Они перешли к нему по наследству как к старшему сыну в семье, и он дорожил ими и не расставался. На внутренней поверхности крышки – инициалы. Он хотел было положить их в походную шкатулку, но передумал и оставил – талисман на удачу.
Снова глянул на себя.
Язык и ум теряя разом, гляжу на вас единым глазом… когда б судьбы того хотели… то все бы сто на вас глядели…
В этот миг он думал не о жене, родившей ему детей.
Не об отце.
Не о Мамонтове.
А о ней…
Отечество, за которое он был готов умереть и которое любил… Да, любил! И при этом порой страстно ненавидел за весь тот кромешный мрак, отравлявший его подобно яду, что оно в себе так рабски хранило, цепляясь за него фанатично, холопски, не изживая его, не расставаясь с ним, не гоня прочь, а словно лелея и пестуя в себе, как гнойный нарыв – годы, столетия, века… Отечество предстало вдруг перед ним в образе НЕЕ – маленькой неистовой, храброй, опаленной страстями, яростной, беременной, влюбленной, неумолимой, опасной, ужасной и такой неповторимой… незабываемой… убийцы… убийцы из Бронниц…
А куда денешься?

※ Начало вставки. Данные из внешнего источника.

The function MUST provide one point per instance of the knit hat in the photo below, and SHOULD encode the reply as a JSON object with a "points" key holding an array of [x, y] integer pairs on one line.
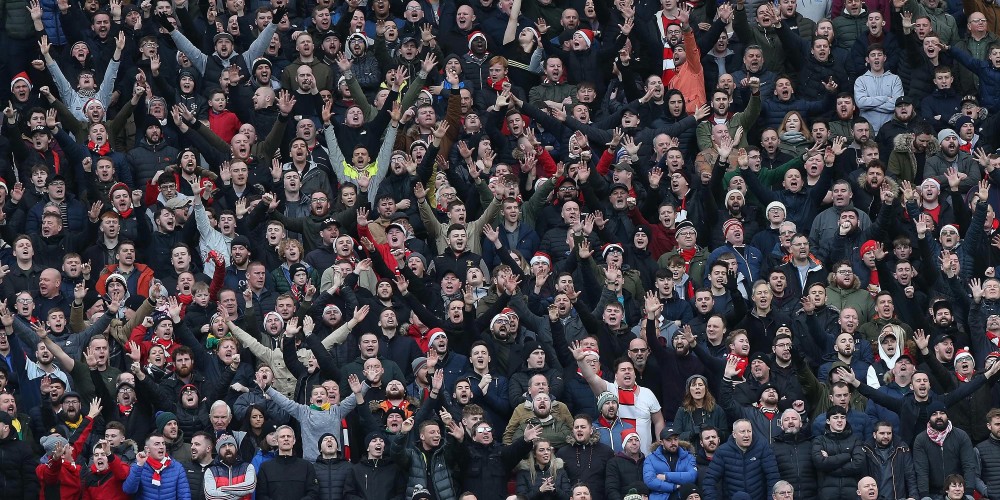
{"points": [[868, 246], [629, 433], [437, 333], [608, 247], [777, 204], [836, 410], [730, 225], [588, 36], [240, 240], [297, 268], [946, 133], [281, 320], [162, 419], [476, 34], [541, 257], [417, 363], [687, 490], [420, 493], [604, 397], [115, 277], [22, 76], [936, 406], [51, 442], [224, 440], [963, 353], [319, 443], [371, 436]]}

Отечество вмещает в себя ВСЕ.
И то, как ОНА, подгоняемая ревностью, бежала пять верст по льду Бельского озера в снег, в метель… И как возвращалась снова по льду и снова сквозь кромешный буран и снег – окровавленная, отчаянная, потерявшая и любовь, и надежду, даже саму себя…
– Штурм на рассвете, – коротко отдал приказ полковник Пушкин-младший. – Я сам обращусь сейчас к гусарам.

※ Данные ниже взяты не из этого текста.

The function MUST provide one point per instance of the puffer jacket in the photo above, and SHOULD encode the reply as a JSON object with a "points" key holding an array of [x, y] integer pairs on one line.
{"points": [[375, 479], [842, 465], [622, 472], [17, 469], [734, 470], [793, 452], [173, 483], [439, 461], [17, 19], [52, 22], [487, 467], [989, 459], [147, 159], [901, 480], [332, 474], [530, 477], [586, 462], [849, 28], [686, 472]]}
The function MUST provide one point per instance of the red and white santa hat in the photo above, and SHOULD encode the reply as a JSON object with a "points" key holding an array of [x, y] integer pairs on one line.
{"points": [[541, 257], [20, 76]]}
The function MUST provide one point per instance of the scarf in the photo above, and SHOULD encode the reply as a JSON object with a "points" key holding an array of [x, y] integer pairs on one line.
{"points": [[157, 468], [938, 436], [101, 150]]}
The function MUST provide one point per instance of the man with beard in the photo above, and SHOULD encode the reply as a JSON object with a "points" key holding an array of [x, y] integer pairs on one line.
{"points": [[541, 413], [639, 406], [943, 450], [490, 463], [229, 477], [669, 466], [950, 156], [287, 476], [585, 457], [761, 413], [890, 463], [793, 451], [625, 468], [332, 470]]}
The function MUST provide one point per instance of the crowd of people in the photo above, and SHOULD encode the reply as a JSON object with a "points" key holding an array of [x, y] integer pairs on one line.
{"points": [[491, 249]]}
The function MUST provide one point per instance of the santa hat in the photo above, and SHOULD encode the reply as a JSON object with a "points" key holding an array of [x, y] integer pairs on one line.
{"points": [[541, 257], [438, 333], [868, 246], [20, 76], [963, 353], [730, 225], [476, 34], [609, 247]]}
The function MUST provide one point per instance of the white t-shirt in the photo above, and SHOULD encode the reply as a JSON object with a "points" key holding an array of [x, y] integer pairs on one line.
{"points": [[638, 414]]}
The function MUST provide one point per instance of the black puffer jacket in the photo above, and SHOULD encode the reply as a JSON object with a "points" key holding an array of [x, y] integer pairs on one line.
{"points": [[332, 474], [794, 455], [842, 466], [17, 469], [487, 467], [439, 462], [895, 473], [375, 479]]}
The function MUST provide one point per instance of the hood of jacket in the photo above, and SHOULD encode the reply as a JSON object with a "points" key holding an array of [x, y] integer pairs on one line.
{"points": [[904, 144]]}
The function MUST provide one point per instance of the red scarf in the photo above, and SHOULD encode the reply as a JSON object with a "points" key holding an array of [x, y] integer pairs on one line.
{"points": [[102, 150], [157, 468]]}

Он надел свою подбитую мехом офицерскую накидку и как был – с черной повязкой на глазу, вышел к полку.
– Мы штурмуем Бебровский перевал, как только рассветет, – объявил он солдатам и офицерам. – Две турецкие батареи и орда башибузуков – там наверху. Но это, так сказать, начальный этап… Мы пройдем перевал. Захватим Девичью могилу – ключевую высоту. Сбросим их, перешагнем и вытрем о них ноги и пройдем дальше – выбьем башибузуков из села Ахметли. Закрепимся на позициях до прихода армии. Все вы видели, какие страшные зверства творят здесь, на Балканах, башибузуки. Я дал слово, что не буду брать их в плен. А слово я держать умею. Поэтому башибузуков пленных не брать. Телеграфистов с телеграфной батареи взять живыми – их сведения нам нужны. Да, еще… снег там, на перевале… глубокий. Сугробы по пояс. Но мы, братцы, где родились с вами? Что мы, снега, что ли, не видели?